Es braucht immer wieder eine Vertiefung unseres Glaubens, um auch Zeugnis von Christus und seiner Botschaft geben zu können, wie es ja der Auftrag Jesu ist. Christsein ereignet sich im Tun, im Hinhören auf Jesus, im Gebet und im Fragen nach seinem Willen. Dann werde ich den Reichtum der Frohen Botschaft entdecken, mein Leben danach gestalten und Zeugnis geben können, damit auch andere zu Christus finden.
Darüber wollen wir uns gemeinsam Gedanken machen und Möglichkeiten suchen, wie wir den Auftrag Jesu erfüllen können. Auch wollen wir uns im Gespräch über verschiedene Fragen unterhalten. Dias wird es auch geben.
Ich hoffe und freue mich auf ein gutes Gelingen der Hauslehren und auch auf zahlreichen Besuch.

Herbergsuche
Ein alter Brauch im Advent ist das „Herbergsuchen" oder „Frautragen", wie es auch genannt wird.
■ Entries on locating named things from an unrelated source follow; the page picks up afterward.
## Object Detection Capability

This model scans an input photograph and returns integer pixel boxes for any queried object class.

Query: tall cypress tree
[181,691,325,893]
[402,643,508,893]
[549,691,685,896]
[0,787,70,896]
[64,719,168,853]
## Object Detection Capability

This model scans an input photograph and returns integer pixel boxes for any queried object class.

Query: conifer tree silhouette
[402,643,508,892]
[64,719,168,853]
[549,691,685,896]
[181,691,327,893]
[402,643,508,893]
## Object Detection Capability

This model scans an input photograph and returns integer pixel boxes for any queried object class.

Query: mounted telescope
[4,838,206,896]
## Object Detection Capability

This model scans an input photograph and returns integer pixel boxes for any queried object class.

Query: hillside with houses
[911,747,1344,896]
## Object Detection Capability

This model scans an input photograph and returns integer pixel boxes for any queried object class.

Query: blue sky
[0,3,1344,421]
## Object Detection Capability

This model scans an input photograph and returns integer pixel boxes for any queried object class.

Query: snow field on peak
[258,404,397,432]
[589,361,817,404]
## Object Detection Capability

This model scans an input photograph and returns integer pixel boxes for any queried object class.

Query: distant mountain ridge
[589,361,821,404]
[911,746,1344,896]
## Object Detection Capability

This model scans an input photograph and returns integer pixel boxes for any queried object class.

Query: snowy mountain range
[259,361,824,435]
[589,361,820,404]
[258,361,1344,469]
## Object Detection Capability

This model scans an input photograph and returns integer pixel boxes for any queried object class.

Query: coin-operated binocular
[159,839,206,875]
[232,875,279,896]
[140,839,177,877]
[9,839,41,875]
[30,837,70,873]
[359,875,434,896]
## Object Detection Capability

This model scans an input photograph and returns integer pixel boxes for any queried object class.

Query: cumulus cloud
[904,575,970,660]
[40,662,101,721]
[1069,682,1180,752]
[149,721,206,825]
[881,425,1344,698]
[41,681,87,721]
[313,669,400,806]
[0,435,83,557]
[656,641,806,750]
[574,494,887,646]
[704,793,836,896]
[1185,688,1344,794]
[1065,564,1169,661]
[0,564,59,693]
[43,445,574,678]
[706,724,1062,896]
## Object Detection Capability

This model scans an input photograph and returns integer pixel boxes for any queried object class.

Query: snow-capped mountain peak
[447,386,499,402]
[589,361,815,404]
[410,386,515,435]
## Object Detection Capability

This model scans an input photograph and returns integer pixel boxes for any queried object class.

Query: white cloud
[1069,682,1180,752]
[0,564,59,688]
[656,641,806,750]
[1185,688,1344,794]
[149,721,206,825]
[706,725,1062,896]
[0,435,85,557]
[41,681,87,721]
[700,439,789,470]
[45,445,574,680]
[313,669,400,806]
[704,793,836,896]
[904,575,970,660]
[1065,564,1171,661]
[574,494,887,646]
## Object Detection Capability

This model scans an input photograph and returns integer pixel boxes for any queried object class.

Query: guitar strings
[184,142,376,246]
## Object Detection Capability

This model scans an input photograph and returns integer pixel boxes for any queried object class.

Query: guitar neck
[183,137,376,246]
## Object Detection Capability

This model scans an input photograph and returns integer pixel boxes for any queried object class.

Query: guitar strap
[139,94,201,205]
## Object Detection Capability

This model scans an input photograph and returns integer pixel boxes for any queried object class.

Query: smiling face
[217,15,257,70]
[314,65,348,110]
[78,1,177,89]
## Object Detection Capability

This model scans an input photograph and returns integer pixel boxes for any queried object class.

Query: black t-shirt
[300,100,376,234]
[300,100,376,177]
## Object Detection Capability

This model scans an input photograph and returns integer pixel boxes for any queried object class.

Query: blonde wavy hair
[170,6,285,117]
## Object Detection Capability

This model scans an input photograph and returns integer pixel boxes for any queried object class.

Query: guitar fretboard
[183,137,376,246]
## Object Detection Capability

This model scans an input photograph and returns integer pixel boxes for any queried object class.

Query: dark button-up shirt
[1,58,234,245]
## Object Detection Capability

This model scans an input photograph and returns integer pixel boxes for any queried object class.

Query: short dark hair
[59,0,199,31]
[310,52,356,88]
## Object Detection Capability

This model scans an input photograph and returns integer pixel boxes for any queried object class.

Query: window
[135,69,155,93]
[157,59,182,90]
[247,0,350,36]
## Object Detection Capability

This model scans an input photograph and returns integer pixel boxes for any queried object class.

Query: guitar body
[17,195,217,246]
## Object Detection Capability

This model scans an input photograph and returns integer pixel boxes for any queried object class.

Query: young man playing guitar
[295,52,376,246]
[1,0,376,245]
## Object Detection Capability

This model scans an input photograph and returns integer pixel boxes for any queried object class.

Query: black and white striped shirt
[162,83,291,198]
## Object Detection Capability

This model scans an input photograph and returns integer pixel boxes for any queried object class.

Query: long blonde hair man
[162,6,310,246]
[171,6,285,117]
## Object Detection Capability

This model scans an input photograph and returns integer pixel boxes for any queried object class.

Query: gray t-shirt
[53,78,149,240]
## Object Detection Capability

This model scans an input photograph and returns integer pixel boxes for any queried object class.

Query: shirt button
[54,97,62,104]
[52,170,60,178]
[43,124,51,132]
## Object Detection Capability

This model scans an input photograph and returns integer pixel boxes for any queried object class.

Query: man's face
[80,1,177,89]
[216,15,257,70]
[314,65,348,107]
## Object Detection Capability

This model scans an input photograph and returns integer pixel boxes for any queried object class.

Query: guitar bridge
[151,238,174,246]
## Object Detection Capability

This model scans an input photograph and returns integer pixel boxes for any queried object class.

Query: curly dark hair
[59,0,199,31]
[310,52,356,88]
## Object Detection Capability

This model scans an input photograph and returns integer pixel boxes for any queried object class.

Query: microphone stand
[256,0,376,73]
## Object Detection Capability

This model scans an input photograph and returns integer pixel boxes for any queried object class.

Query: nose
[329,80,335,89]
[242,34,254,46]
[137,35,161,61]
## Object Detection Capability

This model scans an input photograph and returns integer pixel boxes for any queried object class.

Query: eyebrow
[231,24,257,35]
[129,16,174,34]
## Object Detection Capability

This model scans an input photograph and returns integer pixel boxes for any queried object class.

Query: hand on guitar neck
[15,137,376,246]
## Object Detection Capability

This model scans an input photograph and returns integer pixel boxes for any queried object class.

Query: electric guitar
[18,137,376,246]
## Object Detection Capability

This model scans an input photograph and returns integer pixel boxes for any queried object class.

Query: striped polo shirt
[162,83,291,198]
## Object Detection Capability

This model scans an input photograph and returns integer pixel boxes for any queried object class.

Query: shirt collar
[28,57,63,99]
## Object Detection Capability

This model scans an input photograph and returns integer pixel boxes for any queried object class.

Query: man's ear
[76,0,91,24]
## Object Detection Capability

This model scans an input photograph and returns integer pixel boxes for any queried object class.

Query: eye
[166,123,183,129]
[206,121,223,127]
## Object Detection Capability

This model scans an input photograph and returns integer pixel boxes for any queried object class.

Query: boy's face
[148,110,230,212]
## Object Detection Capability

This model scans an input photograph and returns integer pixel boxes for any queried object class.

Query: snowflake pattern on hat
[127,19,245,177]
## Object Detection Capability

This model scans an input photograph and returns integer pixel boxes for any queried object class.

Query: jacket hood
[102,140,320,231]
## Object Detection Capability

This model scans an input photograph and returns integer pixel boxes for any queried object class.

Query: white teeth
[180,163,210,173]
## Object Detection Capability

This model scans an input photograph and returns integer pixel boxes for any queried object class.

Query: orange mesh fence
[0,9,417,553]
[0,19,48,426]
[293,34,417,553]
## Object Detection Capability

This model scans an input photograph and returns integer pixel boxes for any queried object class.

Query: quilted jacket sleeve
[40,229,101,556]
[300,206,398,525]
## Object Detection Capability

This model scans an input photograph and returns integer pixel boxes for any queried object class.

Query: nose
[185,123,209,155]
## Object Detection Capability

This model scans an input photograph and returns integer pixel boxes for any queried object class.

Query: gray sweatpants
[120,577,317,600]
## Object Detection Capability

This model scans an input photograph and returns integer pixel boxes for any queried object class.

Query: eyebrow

Worum geht es? Ein Bild von der Herbergsuche wird von Haus zu Haus, von Familie zu Familie getragen, freilich auch zu Alleinstehenden.
Das Bild bleibt dort in der Regel eine Nacht und einen Tag und wird dann wieder weitergetragen.
Was ist der Sinn? Es ist eine Hilfe zum Gebet und zum Feiern in der Familie („Hauskirche"). Auch wir sollen Jesus eine Herberge bei uns und in uns geben. Ein Gebetstext als Anregung wird beim Bild dabei sein.
Wer das Bild haben möchte, melde sich bei den Pfarrgemeinderäten oder im Pfarramt.

Gottes Segen begleite euch alle. 
Das wünschen Maria Gassner und Pfarrer Gustav Leitner.